Destiny Watford  is an American environmental activist. She won a Goldman Environmental Prize in 2016.

Biography 
Watford was raised in Curtis Bay, Maryland, in an area with significant air pollution. While in high school, she started an advocacy campaign against an incinerator project that had been approved by the city and state, and could burn 4,000 tons of waste per day. Over four years, she led advocacy with other students at Benjamin Franklin High School based on concerns about the health impacts from more air pollution in the area, including the prevalence of asthma already experienced in the local community. Their work included research into land use and zoning policies, as well as lobbying school and government officials. In 2016, the Maryland Department of the Environment canceled the incinerator project.

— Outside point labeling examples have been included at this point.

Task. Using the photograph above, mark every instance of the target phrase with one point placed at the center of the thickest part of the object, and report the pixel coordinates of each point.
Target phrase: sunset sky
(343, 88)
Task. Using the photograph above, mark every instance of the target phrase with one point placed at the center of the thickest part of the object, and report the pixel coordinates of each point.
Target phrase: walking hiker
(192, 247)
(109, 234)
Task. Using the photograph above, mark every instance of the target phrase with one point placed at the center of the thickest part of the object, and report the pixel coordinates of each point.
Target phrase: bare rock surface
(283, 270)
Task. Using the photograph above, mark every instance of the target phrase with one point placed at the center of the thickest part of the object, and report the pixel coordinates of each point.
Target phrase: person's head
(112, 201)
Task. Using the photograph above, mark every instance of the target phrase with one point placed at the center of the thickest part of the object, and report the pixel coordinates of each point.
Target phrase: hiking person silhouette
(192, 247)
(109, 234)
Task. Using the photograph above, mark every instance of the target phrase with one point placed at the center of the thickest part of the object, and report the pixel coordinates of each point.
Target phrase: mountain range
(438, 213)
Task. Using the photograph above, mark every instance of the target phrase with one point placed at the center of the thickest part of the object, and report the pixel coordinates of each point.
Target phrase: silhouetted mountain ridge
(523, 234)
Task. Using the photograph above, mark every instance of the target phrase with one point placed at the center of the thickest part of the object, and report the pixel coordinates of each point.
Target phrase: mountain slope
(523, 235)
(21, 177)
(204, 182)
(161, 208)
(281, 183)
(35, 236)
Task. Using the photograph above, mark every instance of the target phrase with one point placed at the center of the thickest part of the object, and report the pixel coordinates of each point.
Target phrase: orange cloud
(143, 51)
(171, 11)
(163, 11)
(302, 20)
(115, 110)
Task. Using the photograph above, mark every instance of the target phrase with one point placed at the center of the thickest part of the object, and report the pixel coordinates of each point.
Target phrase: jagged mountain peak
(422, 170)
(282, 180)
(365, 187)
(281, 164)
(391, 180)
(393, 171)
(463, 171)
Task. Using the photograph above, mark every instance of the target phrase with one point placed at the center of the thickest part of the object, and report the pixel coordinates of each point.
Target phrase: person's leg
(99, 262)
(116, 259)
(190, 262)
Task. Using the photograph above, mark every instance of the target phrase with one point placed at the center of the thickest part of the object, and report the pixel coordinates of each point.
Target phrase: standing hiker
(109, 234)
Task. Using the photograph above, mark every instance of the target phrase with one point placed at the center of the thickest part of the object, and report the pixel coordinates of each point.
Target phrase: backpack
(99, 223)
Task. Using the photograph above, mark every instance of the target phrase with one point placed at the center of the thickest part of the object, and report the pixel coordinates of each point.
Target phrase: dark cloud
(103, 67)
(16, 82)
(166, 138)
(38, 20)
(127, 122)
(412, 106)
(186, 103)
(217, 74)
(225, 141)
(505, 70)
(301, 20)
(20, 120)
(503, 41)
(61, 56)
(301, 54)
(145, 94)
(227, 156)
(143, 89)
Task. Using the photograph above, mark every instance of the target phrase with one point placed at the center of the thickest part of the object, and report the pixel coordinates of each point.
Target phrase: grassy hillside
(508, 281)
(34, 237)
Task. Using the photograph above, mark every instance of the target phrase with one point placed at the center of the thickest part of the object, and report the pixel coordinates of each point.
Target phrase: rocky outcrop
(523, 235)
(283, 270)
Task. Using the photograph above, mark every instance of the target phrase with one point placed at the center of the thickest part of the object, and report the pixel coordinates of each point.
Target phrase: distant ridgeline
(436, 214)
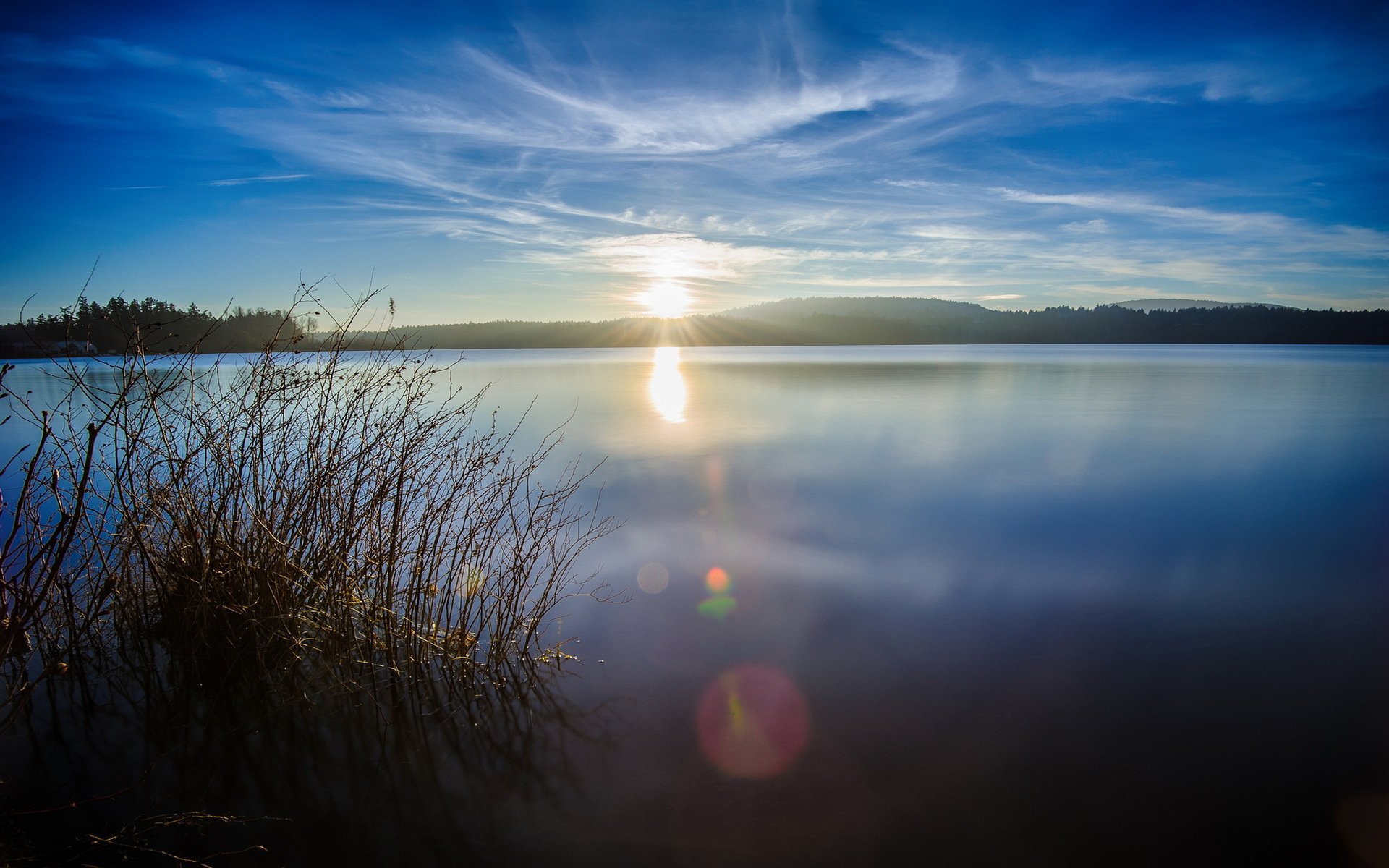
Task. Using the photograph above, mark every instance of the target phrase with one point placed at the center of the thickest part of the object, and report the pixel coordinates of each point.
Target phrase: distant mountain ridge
(1178, 305)
(880, 307)
(875, 320)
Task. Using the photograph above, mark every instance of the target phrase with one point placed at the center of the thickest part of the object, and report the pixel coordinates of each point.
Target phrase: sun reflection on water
(667, 385)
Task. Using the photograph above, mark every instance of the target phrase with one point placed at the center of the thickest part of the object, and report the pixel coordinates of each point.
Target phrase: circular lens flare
(753, 723)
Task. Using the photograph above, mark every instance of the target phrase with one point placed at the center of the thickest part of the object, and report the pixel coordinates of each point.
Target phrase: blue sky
(556, 161)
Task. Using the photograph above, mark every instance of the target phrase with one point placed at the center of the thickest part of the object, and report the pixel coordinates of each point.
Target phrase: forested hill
(109, 328)
(155, 327)
(903, 321)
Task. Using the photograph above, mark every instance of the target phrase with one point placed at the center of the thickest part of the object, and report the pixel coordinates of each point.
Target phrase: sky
(596, 160)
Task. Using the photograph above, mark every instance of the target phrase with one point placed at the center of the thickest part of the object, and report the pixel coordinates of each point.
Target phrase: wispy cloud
(232, 182)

She studied at Towson University. In 2018, she presented at the Facing Race Conference. At age 16, she co-founded the advocacy group Free Your Voice, which is now part of the human rights organization United Workers.

Awards and recognition 
Watford has received a variety of awards and accolades, including the Goldman Environmental Prize in 2016, as well as recognition as a Birdland Community Hero in 2016, Time Next Generation Leader 2016, and Essence Work 100 Woman.

Public speaking 
Watford is a regular keynote speaker on environmentalism and environmental justice. Speaking credits include:

 Speaker at 2017 TEDxMidAtlantic
 Speaker at Facing Race National Conference 2018
 Keynote at 2018 University of Maryland Environmental Justice and Health Disparities Symposium
 Keynote at 2019 New Mexico Clean Energy Conference 
 Keynote at 2019 Celebrating ‘The Power of 10’ Towson University Conference

References

External links 
 Destiny Watford: How one student activist helped her community stop a polluting incinerator | TED Talk, 2017

People from Baltimore
Living people
American environmentalists
Goldman Environmental Prize awardees
Towson University alumni
Year of birth missing (living people)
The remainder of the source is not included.